Schedule Policy Extension#

This document describes Triton’s schedule policy extension. The schedule-policy extension allows an inference request to provide parameters that influence how Triton handles and schedules the request. Because this extension is supported, Triton reports “schedule_policy” in the extensions field of its Server Metadata. Note the policies are specific to dynamic batcher and only experimental support to sequence batcher with the direct scheduling strategy.

Dynamic Batcher#

The schedule-policy extension uses request parameters to indicate the policy. The parameters and their type are:

  • “priority” : int64 value indicating the priority of the request. Priority value zero indicates that the default priority level should be used (i.e. same behavior as not specifying the priority parameter). Lower value priorities indicate higher priority levels. Thus the highest priority level is indicated by setting the parameter to 1, the next highest is 2, etc.

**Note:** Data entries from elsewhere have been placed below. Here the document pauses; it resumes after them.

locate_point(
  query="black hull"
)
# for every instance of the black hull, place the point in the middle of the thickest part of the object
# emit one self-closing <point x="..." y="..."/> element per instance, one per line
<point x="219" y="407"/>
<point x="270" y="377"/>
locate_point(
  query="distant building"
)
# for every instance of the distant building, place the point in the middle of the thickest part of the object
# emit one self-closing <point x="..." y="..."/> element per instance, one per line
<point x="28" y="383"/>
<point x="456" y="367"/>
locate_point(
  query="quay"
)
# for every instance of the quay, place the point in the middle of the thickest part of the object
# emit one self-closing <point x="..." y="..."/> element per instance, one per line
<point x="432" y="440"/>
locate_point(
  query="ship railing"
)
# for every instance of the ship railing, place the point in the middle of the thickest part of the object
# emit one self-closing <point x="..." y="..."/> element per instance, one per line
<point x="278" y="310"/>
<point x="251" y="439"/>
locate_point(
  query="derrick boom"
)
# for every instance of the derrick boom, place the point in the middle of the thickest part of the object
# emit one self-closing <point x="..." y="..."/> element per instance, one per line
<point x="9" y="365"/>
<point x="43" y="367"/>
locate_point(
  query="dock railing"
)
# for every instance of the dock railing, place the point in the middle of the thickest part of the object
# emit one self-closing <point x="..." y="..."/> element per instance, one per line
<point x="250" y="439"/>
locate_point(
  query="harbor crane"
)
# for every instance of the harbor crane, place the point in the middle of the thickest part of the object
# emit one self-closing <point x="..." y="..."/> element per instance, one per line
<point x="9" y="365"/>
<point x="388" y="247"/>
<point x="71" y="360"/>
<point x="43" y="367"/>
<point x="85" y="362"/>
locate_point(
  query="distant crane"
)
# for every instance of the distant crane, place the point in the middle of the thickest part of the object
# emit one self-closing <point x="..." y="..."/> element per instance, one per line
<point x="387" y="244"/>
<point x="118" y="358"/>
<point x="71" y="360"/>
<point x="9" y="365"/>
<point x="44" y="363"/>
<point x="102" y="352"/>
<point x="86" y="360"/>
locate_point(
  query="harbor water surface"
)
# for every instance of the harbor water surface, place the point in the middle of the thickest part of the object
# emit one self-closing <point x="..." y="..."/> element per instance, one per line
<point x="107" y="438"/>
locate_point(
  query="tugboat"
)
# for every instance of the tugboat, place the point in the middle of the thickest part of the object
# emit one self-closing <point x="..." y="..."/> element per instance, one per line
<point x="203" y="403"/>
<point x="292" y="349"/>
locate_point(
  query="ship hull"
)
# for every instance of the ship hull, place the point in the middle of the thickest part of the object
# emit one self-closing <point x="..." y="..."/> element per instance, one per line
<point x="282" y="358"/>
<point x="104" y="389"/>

  • “timeout” : int64 value indicating the timeout value for the request, in microseconds. If the request cannot be completed within the time Triton will take a model-specific action such as terminating the request.

Both parameters are optional and, if not specified, Triton will handle the request using the default priority and timeout values appropriate for the model.

Sequence Batcher with Direct Scheduling Strategy#

Note that the schedule policy for sequence batcher is at experimental stage and it is subject to change.

The schedule-policy extension uses request parameters to indicate the policy. The parameters and their type are:

  • “timeout” : int64 value indicating the timeout value for the request, in microseconds. If the request cannot be completed within the time Triton will terminate the request, as well as the corresponding sequence and received requests of the sequence. The timeout will only be applied to requests of the sequences that haven’t been allocated a batch slot for execution, the requests of the sequences that have been allocated batch slots will not be affected by the timeout setting.

The parameter is optional and, if not specified, Triton will handle the request and corresponding sequence based on the model configuration.